We are in the constellation of the Metaxas dictatorship and the era imposes inroads, while banning both the pre-existing songs of the rebetiko fringe, as well as obvious oriental melodies. Tsitsanis responds by grafting the rebetiko with western melodic elements and thus reaches the wider masses. In March 1938, he did his military service in the Telegraph Battalion, in Thessaloniki. He takes time off and never turns up on time, which infuriates his superiors. He spends many days in the prison, where he writes one of his most beautiful songs, "Archontissa". In Thessaloniki he will also meet his future wife, Zoe Samara, with whom he will have two children, Victoria and Kostas.
He spent the years of the Occupation in Thessaloniki, where he opened his own restaurant, "Uzeri Tsitsani", at 22 Pavlou Mela Street. At the same time, he wrote some of his great hits ("Acharisti", "Baxe Tsifliki", "Ta perix ", "Magical Nights", "Love Beggar", "Derbenderissa", "Cloudy Sunday"), which he will record after the war, when the record factories will open again.
With Marika Ninou
In 1946 he goes down to Athens again. The civil war era is another source of inspiration for Tsitsanis. His songs, however, are censored again. Some he manages and publishes, devising various tricks, many were released several years later, while some were never published. The end of the civil war also means the full acceptance of Vassilis Tsitsanis. By the mid-1950s, he was in the music scene. Some of the songs from this period are:"Horisame în delino", "Beautiful Thessaloniki", "The mountains are echoing", "Crabs", "Dawn and dusk".

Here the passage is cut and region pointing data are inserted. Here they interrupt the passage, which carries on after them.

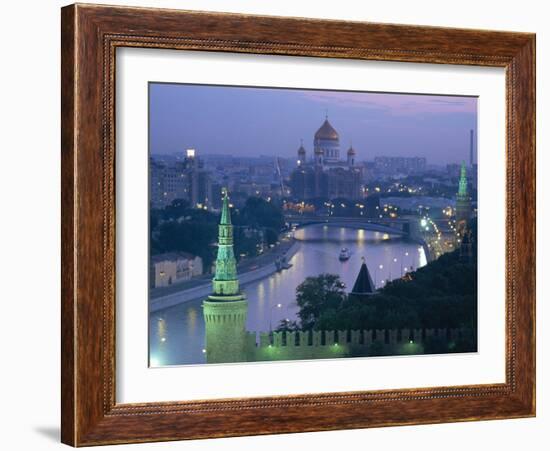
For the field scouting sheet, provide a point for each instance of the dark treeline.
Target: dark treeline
(179, 227)
(442, 294)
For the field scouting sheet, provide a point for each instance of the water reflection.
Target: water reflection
(178, 337)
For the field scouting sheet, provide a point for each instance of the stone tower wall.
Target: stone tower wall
(226, 336)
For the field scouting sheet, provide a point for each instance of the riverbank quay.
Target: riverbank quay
(250, 270)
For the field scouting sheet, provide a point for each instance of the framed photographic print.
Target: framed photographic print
(279, 225)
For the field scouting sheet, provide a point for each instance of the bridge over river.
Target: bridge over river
(404, 226)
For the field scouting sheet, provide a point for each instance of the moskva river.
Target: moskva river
(176, 334)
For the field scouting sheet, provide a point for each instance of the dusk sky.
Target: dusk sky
(246, 121)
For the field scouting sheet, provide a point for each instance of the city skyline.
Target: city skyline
(249, 121)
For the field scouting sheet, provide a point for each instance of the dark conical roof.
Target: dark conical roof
(364, 284)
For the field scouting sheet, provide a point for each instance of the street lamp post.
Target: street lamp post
(376, 274)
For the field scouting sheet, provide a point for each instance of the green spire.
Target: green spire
(463, 182)
(226, 215)
(225, 282)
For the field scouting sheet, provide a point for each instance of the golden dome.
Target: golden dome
(327, 132)
(301, 150)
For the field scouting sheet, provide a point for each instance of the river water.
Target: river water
(176, 334)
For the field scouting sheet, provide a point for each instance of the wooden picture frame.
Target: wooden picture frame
(90, 36)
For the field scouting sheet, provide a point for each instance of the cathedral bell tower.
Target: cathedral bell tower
(225, 310)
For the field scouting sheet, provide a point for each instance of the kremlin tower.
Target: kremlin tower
(225, 310)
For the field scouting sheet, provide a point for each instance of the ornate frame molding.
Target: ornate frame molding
(90, 37)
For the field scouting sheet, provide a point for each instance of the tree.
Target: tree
(316, 295)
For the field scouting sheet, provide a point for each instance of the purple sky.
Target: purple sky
(267, 121)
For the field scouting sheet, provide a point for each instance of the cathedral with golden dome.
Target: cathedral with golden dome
(325, 174)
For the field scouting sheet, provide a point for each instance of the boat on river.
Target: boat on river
(345, 254)
(282, 263)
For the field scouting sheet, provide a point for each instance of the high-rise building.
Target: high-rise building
(225, 310)
(399, 165)
(326, 143)
(187, 179)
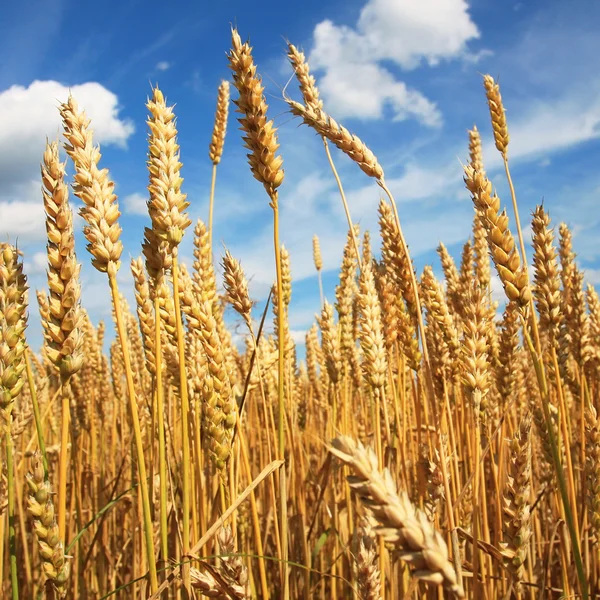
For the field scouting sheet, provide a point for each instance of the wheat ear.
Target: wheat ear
(400, 523)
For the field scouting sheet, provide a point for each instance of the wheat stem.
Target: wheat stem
(185, 409)
(137, 432)
(36, 412)
(344, 202)
(160, 409)
(211, 202)
(12, 538)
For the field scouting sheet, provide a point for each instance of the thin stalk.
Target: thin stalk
(281, 402)
(344, 202)
(534, 326)
(135, 421)
(321, 296)
(62, 469)
(12, 538)
(162, 461)
(428, 374)
(562, 485)
(36, 413)
(185, 434)
(211, 203)
(254, 511)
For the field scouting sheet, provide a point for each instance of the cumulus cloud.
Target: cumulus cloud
(22, 221)
(29, 115)
(355, 81)
(135, 204)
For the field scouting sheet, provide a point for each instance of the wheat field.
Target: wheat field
(427, 445)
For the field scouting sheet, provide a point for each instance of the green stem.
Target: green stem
(36, 413)
(62, 468)
(344, 202)
(162, 461)
(281, 398)
(211, 203)
(562, 484)
(185, 409)
(135, 420)
(12, 538)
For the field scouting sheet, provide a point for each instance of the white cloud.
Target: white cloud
(36, 264)
(29, 115)
(407, 33)
(135, 204)
(547, 127)
(22, 221)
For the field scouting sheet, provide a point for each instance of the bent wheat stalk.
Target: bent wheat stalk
(400, 523)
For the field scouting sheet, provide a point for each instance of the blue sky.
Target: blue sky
(403, 75)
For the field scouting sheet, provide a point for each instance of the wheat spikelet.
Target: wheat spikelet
(474, 356)
(394, 258)
(145, 312)
(13, 321)
(215, 150)
(451, 276)
(345, 293)
(497, 113)
(506, 371)
(260, 134)
(546, 290)
(401, 524)
(312, 361)
(475, 153)
(500, 240)
(286, 277)
(40, 506)
(517, 506)
(481, 254)
(330, 343)
(578, 320)
(62, 328)
(437, 309)
(308, 86)
(93, 186)
(237, 287)
(368, 576)
(338, 135)
(371, 332)
(218, 410)
(167, 203)
(592, 442)
(593, 302)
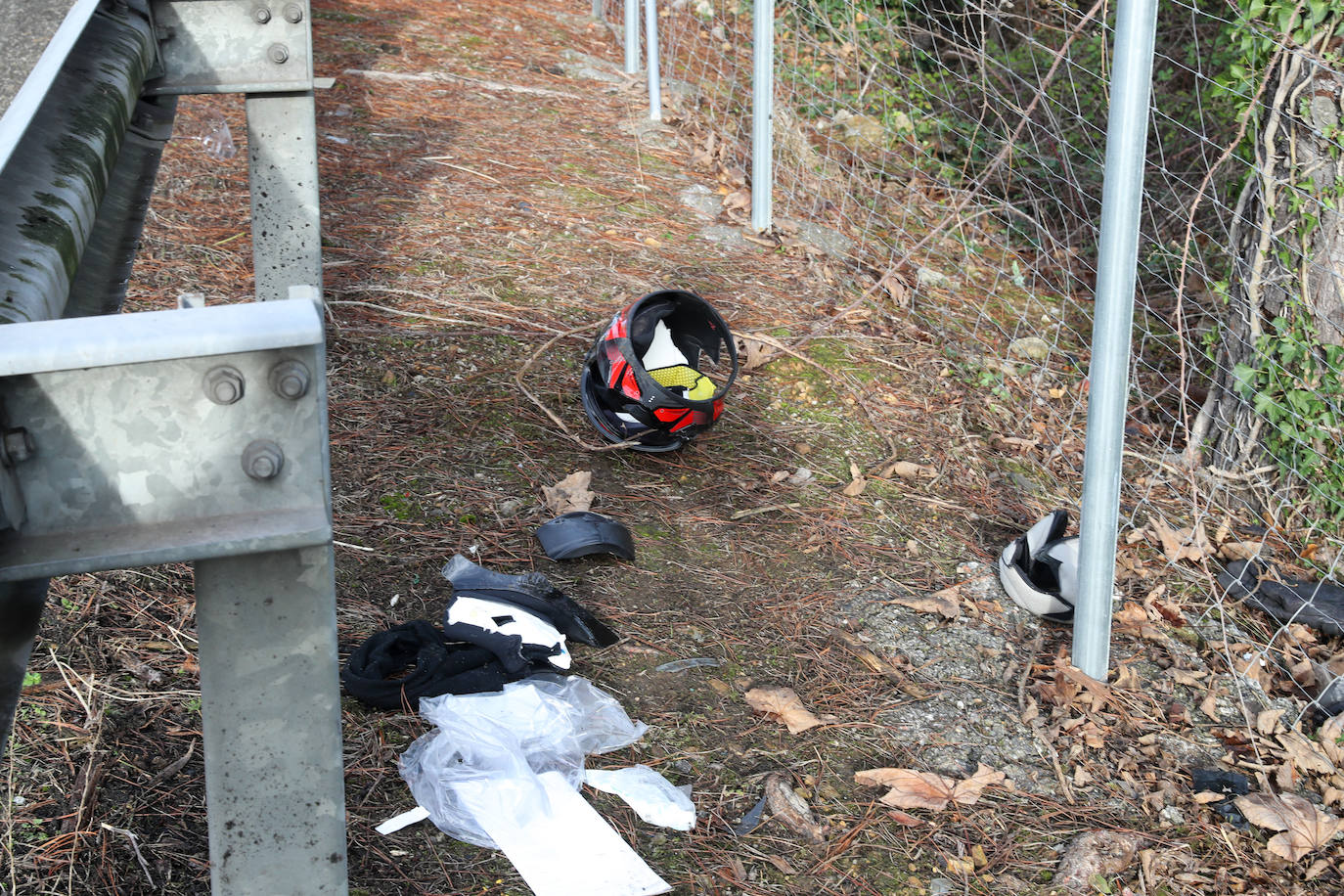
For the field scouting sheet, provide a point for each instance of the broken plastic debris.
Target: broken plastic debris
(516, 636)
(531, 591)
(584, 532)
(682, 665)
(403, 820)
(650, 795)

He brings to the fore new voices, who are connected with him, such as Marika Ninou, Sotiria Bellou and Prodromos Tsoussakis. Also, Stelios Kazantzidis, Grigoris Bithikotsis, Panos Gavalas, Manolis Angelopoulos, Kaiti Grey, Polly Panou, Haroula Lambraki, Stamatis Kokotas and others. perform his timeless songs:"Maybe tomorrow" (1958), "The ports" (1962), "Foreign hands" (1962), "Stay near me my love" (1966), "My girl all for you" ( 1967), "I was swept away by the stream" "Tonight on the Beaches" (1968), "Some Alani" (1968), "The Gerakin's Son" (1975), "Poison in the Vein" (1979).
According to sansimera.gr, in 1980, at the initiative of UNESCO, a double disc was recorded entitled "Harama", as the shop was called where Tsitsanis appeared during the last 14 years of his career and life. On this disc he plays a series of his classic songs, but also many improvisational pieces on the bouzouki. With its publication in France, in 1985, it received the "Charles Gros" Music Academy prize. But in the meantime, the master creator is gone forever...
Vassilis Tsitsanis breathed his last on his birthday, January 18, 1984, at Brompton Hospital in London, following complications from a lung operation. Until a few days before his death, he appeared regularly at "Harama" and was working on new songs.
Vassilis Tsitsanis put his own indelible stamp on Greek folk music. He inoculated rebetiko with western melodic elements and took it out of the fringes, which had been placed by its "anti-social" and oriental elements. He enriched the folk orchestra with new timbres, adding the piano and imposing the accordion as a company instrument. He innovated verse, moving away from the traditional forms of couplet and rhyme, and formalized and generalized the role of the chorus. With Tsitsanis, rebetiko becomes "art" and the break with tradition begins to become visible.